Adapted from the 2003 novel of the same name by Dennis Lehane, the film follows a pair of U.S. Marshalls, Edward “Teddy” Daniels and Chuck Aule (a shining Mark Ruffalo right before he Hulk-ed out on us) as they investigate the titular Shutter Island, home of the Ashecliffe Hospital for the criminally insane. One of the patients, Rachel Solando, has escaped, and the location of this missing inmate will unravel a conspiracy that Daniels couldn’t have possibly imagined.

And neither, it seems, could the audiences back in 2010. Shutter Island is nothing if not an intense character examination of Teddy, and what it means to face loss, heartbreak, betrayal, and tragedy of the umpteenth degree. And the root of that tragedy leads to the ultimate twist of the film, one that has sharply divided viewers ever since the film’s release. So yes, to discuss any more of Shutter Island, we must indeed take the ferry to Spoiler Island (I’m so sorry), so don’t say you weren’t warned.

In writing out the film’s true intentions, it can certainly come off as ludicrous. For you see, Teddy Daniels is himself a patient of Ashecliffe Hospital, and the staff of the hospital (lead by Ben Kingsley and Max von Sydow, of course) have been playing along with Daniels’ delusions in an attempt to cure him of his mania. It sounds like a twist for twist’s sake, but the pacing and tone truly guide you along in such a way that the ultimate trick of the film has a lot more emotional heft to it than it might have otherwise in another director’s hands.

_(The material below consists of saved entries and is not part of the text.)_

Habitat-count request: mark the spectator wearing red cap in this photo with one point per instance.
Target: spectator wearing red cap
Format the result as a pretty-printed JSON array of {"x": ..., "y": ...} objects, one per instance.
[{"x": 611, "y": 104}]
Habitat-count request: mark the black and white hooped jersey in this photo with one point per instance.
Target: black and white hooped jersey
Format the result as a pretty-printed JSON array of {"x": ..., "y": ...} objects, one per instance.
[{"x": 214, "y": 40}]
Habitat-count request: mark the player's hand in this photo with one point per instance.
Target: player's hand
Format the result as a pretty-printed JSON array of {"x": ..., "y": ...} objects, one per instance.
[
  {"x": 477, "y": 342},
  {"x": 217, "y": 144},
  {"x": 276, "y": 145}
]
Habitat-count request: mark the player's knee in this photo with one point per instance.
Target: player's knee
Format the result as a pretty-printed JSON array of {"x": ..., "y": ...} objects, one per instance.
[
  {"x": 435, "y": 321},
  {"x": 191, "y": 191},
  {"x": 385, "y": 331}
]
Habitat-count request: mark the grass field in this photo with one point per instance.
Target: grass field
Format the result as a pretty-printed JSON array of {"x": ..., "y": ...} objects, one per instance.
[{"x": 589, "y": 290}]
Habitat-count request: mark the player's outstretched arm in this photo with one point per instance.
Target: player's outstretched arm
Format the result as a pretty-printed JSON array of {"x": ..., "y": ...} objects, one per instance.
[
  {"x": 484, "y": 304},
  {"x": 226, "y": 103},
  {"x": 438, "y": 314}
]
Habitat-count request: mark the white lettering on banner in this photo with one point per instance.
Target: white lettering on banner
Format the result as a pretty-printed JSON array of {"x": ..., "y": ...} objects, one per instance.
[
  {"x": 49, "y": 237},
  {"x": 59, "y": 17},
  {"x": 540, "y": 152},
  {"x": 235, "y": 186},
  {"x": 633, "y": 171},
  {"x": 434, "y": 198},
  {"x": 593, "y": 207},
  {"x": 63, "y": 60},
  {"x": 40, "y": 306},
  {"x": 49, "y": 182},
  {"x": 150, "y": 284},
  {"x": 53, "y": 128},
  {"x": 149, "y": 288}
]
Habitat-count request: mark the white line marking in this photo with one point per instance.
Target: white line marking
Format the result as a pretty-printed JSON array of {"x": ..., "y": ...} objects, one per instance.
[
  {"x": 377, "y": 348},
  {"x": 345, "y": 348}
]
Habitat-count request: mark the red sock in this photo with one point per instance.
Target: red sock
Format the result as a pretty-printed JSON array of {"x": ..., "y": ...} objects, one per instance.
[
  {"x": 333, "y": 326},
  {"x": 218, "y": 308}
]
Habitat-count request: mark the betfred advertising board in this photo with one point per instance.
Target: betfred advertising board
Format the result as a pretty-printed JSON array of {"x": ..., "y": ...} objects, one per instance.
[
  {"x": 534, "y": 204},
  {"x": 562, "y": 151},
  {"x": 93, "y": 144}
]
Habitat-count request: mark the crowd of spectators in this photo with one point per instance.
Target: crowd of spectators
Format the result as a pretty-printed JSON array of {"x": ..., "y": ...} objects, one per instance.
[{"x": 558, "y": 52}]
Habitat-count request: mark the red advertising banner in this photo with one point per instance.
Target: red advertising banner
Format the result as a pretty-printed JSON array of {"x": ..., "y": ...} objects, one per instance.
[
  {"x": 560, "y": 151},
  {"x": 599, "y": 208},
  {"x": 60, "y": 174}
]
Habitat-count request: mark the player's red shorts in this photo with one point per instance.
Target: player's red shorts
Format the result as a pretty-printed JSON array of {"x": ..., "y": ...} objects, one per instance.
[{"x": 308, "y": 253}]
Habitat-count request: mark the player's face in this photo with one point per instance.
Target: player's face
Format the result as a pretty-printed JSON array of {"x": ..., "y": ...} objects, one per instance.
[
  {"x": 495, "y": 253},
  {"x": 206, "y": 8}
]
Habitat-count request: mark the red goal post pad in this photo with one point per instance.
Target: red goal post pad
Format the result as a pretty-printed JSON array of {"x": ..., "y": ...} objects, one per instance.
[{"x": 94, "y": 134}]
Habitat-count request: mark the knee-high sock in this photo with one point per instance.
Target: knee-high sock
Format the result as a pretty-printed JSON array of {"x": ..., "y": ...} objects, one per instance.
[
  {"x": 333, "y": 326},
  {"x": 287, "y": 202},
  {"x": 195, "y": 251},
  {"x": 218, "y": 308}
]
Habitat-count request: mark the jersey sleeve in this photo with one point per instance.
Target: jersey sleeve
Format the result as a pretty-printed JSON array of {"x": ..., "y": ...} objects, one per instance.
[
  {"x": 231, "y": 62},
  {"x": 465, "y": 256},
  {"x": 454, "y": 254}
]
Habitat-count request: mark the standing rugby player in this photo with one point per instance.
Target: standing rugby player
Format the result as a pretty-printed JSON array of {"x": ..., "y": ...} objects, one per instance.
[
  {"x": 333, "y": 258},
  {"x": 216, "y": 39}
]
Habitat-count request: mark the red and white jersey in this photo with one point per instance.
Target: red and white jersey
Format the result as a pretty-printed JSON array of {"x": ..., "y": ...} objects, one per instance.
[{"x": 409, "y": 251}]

This is also supported by the brilliant performances on display, most notably from DiCaprio, but also especially from Michelle Williams playing Daniels’ deceased wife Dolores Chanel. Her presence throughout the film is scattered throughout memories and visions that Teddy can’t seem to shake, and her commitment to playing the shards of Daniels’ brain that just won’t shake is nothing short of tremendous. This is all paired with the imagery on display, captured by cinematographer Robert Richardson in some of the most jarring and mystifying moments of Scorsese’s later career. The mix of flashback, surrealist juxtaposition, and hallucination all gurgle together in a stew of mind-warping decay that won’t leave your mind anytime soon. 

Teddy asks himself one final question before surrendering himself, willingly or otherwise, to the hospital staff; “is it better to live as a monster, or to die a good man?” But Scorsese – again, willingly or otherwise – seems to be asking us another question entirely: why not both?